One of the essential differences between patriotism and nationalism is found in the attitude towards territory. Nationalists are inclined towards irredentism and expansionism. In their view, territories inhabited by fellow nationals ought to be claimed, indeed “redeemed,” by the nation-state, and in the interests of an expanding population, “national greatness” or both nationalists will pursue policies of expansion at the expense of indigenous and neighbouring peoples. (Ideological nationalists who see the nation-state as a vehicle for spreading “values” are potentially the most dangerous, because they are interested in “redeeming” every territory that is not currently under the approved type of regime; the fusion of American nationalism and democratism functions as a kind of ideological irredentism that theoretically views every country ruled by a non-democratic regime as irredenta.) There is something fundamentally aggressive and potentially imperialistic about nationalism. Patriots, meanwhile, are typically content to keep what territory they have and leave other peoples alone in their own countries. Every imperial misadventure that Kateb and others rightly criticise represents the antithesis of this patriotism. Wars of conquest have nothing to do with patriotism, and indeed they must always be dressed up (as the wars against Mexico and Spain were dressed up) as retaliation for slights and injuries because advocacy for naked aggression will usually offend decent people. Indeed, a case could be made that if conscription were in place to support a war of conquest a patriot might be obliged to refuse to serve (and not simply on grounds of civil libertarian opposition to conscription as such).

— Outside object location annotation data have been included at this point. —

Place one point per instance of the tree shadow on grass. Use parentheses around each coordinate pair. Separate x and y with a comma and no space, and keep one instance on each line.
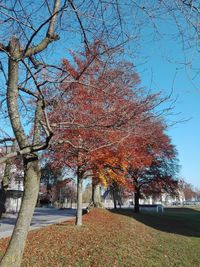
(181,221)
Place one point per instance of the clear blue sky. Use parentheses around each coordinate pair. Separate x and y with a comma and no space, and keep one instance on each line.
(163,74)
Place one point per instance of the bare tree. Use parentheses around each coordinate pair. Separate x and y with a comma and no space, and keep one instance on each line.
(27,30)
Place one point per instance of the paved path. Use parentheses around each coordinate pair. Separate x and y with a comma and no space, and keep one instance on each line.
(42,217)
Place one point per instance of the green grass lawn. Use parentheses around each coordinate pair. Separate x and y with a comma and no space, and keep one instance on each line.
(118,238)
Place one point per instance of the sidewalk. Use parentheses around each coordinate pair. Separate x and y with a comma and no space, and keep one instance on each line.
(42,217)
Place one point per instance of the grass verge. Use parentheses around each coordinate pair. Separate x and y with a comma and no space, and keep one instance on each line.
(117,238)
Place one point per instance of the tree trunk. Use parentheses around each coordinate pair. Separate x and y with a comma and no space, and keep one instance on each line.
(96,196)
(79,200)
(114,199)
(14,253)
(5,183)
(136,197)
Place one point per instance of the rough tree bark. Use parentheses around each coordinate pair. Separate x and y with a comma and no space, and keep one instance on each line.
(14,253)
(5,183)
(96,196)
(79,198)
(136,198)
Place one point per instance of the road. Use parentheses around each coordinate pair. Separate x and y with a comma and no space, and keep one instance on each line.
(41,217)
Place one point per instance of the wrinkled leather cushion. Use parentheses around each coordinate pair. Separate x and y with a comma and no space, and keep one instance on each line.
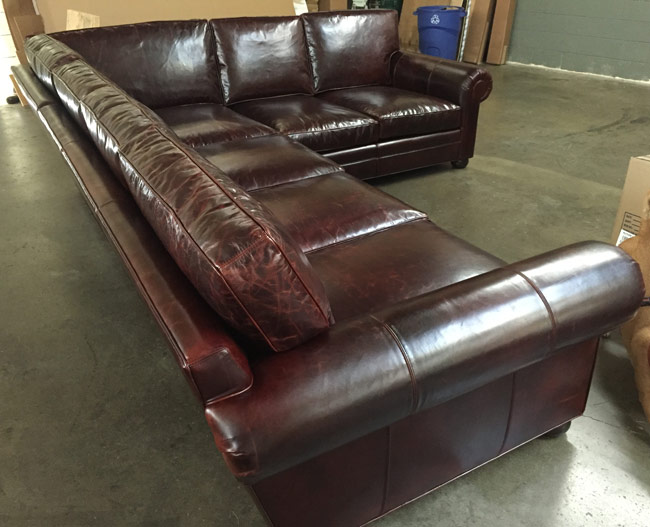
(326,210)
(204,124)
(393,265)
(262,57)
(226,242)
(317,124)
(351,48)
(400,113)
(267,161)
(158,63)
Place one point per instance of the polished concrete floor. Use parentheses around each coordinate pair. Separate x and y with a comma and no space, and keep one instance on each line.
(97,424)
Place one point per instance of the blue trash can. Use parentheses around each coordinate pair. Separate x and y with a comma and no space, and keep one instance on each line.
(439,28)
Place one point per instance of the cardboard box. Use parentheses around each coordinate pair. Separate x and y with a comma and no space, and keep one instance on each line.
(332,5)
(504,14)
(633,200)
(480,20)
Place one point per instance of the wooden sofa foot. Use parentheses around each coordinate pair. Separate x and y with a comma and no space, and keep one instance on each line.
(557,432)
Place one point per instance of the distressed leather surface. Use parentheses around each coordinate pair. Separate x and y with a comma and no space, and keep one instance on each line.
(322,211)
(158,63)
(315,123)
(267,161)
(351,48)
(208,123)
(262,57)
(400,113)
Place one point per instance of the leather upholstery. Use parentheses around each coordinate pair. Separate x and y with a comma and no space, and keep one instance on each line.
(351,48)
(400,113)
(262,57)
(388,364)
(207,123)
(313,122)
(160,63)
(435,342)
(319,212)
(393,265)
(266,161)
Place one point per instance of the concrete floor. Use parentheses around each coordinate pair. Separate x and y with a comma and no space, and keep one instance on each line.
(97,424)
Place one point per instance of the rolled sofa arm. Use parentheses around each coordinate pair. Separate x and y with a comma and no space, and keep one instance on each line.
(369,372)
(459,83)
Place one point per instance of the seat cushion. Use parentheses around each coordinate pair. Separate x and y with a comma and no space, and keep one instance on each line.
(262,57)
(331,209)
(203,124)
(400,113)
(316,123)
(351,48)
(395,264)
(267,161)
(158,63)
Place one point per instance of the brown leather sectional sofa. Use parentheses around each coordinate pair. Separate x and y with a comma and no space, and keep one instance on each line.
(350,354)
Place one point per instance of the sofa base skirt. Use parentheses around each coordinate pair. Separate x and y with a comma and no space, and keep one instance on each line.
(399,155)
(367,478)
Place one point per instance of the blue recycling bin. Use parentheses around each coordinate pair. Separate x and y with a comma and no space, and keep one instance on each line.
(439,28)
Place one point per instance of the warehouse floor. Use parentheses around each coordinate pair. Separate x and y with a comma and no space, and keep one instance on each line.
(97,424)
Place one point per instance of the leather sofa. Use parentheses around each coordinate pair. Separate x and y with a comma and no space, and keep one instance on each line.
(350,355)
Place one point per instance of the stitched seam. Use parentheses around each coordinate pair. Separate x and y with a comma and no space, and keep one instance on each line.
(254,220)
(336,171)
(424,217)
(414,384)
(551,315)
(243,252)
(337,129)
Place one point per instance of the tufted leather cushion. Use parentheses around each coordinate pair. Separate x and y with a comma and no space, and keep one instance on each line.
(262,57)
(315,123)
(158,63)
(206,123)
(349,48)
(400,113)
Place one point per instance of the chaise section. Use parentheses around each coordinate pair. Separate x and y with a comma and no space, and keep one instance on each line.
(208,123)
(267,161)
(262,57)
(323,211)
(393,265)
(400,113)
(317,124)
(395,362)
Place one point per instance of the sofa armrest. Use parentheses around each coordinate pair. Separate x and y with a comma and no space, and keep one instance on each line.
(459,83)
(366,373)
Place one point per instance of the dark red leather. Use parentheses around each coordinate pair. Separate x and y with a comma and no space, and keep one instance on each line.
(351,48)
(399,263)
(262,57)
(459,83)
(425,351)
(313,122)
(207,123)
(213,363)
(266,161)
(400,113)
(159,63)
(331,209)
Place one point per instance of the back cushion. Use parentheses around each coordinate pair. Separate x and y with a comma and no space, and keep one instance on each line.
(262,57)
(158,63)
(247,268)
(351,48)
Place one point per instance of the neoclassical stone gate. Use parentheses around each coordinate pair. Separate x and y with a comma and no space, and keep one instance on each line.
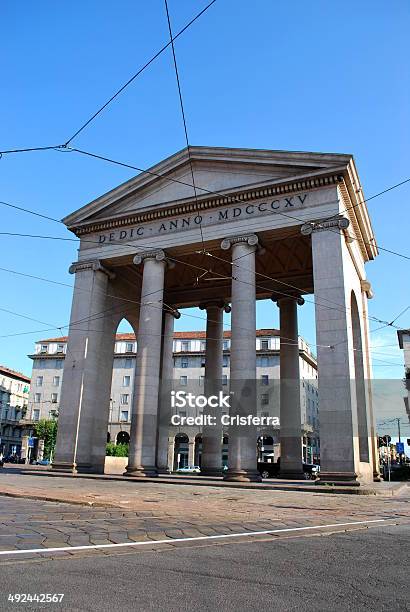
(264,224)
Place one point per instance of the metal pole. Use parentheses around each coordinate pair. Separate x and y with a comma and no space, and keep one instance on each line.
(400,454)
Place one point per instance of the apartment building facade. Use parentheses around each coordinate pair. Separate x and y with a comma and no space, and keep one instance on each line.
(15,424)
(189,363)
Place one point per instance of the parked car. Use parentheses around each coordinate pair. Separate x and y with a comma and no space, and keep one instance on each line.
(268,470)
(311,471)
(272,470)
(189,469)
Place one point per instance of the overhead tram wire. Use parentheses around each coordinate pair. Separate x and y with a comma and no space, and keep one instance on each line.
(232,199)
(342,309)
(371,198)
(203,269)
(181,103)
(339,307)
(229,198)
(116,94)
(140,71)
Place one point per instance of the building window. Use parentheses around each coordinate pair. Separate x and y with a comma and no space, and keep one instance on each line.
(126,381)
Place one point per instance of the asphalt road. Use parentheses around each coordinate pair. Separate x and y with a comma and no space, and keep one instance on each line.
(358,570)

One of the reasons why so many extremely learned and wise rightists from central Europe, including Kuehnelt-Leddihn and Lukacs, view nationalism so negatively is that it was inextricably linked to the mania of self-determination that ruined central Europe and which continues to ruin the Balkans. Further, it is both populist and identitarian, which both K-L and Lukacs view very poorly. For K-L, the identitarianism of nationalism is evidence of its leftist origins and its ultimately illiberal nature. As an Austrian liberal, he never quite got around the problem that the ruling Austrian liberals in the late 19th century were among the biggest nationalists of their time, but this was his view. In a democracy, some measure of nationalism is almost unavoidable, and it becomes increasingly difficult to avoid in both extremely homogenous and extremely heterogenous populations.

How can it be in both? When the national self can be readily defined in ethnic or linguistic terms because all or virtually all of the inhabitants of a state belong to the same groups, it is much easier for nationalism to emerge. Indeed, it is in these states where nationalism is usually the least outwardly aggressive, but may consequently be more hostile to difference within its own population. The more “self-evident” national identity appears, the less forgiving of deviations from some official definition of national identity the local nationalists tend to be. With an extremely diverse population, multiple competing nationalisms can emerge within a single state, either threatening to create some Latin America-style hierarchical system of peoples in which one group tends to dominate others or threatening to fragment the state along national lines. As it happens, mass immigration has the potential to lead to one of these outcomes, but that is a question for another day.